By folding a paper-based Li-ion battery in a Miura-ori pattern (similar to how some maps are folded), scientists have shown that the battery exhibits a 14x increase in areal energy density and capacity due to its smaller footprint. Paper-based batteries are already attractive due to their low cost, roll-to-roll fabrication methods, and flexibility. The advantages of folding them into smaller sizes adds to these features and could lead to high-performance batteries for various applications.
The researchers, Qian Cheng, et al., from Arizona State University, have published a paper on folding paper-based Li-ion batteries in a recent issue of Nano Letters.
"Foldable batteries may be useful for powering devices that have limited space on board," coauthor Candace Chan, Assistant Professor of Materials Science and Engineering at Arizona State University, told Phys.org. "Furthermore, with the development of foldable paper-based electronics demonstrated by other research groups recently, a battery that also can be folded may become important for integration of the power source and other components into a single, entirely foldable device."

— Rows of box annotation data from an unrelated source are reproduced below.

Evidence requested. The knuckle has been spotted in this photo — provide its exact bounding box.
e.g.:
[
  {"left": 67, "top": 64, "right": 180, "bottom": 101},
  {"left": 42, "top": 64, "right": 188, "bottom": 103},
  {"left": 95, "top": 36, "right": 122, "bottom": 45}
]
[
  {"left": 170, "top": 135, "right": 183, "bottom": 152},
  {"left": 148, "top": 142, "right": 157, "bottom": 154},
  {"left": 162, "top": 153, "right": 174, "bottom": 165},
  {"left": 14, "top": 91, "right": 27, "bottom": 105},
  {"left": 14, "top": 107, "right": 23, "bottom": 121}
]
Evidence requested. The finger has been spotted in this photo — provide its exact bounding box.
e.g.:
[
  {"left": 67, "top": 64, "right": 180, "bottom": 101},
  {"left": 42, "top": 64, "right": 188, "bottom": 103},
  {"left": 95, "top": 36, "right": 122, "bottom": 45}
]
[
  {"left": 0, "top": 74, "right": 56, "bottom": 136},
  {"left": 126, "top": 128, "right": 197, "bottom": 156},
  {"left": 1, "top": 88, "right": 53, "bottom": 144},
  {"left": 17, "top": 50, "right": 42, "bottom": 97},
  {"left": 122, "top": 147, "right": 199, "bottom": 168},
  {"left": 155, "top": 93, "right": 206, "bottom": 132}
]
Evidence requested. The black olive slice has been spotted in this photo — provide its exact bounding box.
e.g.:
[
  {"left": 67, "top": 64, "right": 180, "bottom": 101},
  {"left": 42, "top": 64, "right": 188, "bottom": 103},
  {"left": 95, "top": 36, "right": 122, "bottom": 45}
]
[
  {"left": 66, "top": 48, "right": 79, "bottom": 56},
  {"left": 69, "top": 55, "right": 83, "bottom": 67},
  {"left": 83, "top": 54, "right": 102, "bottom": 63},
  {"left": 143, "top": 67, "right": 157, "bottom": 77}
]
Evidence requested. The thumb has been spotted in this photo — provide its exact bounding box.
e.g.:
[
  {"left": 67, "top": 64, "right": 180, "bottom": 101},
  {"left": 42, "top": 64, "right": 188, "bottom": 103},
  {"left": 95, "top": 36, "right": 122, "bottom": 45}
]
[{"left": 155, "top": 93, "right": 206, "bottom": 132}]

In the current study, the scientists used Li-ion batteries made of carbon nanotube (CNT) ink as the current collectors; conventional lithium-based powders as the electrodes; and thin, porous KimwipesTM as the paper substrates. The researchers also added a polyvinylidene difluoride (PVDF) coating to improve adhesion of the CNT ink to the paper substrates. The final batteries showed good conductivity and—after an irreversible capacity loss after the first cycle—a relatively stable capacity.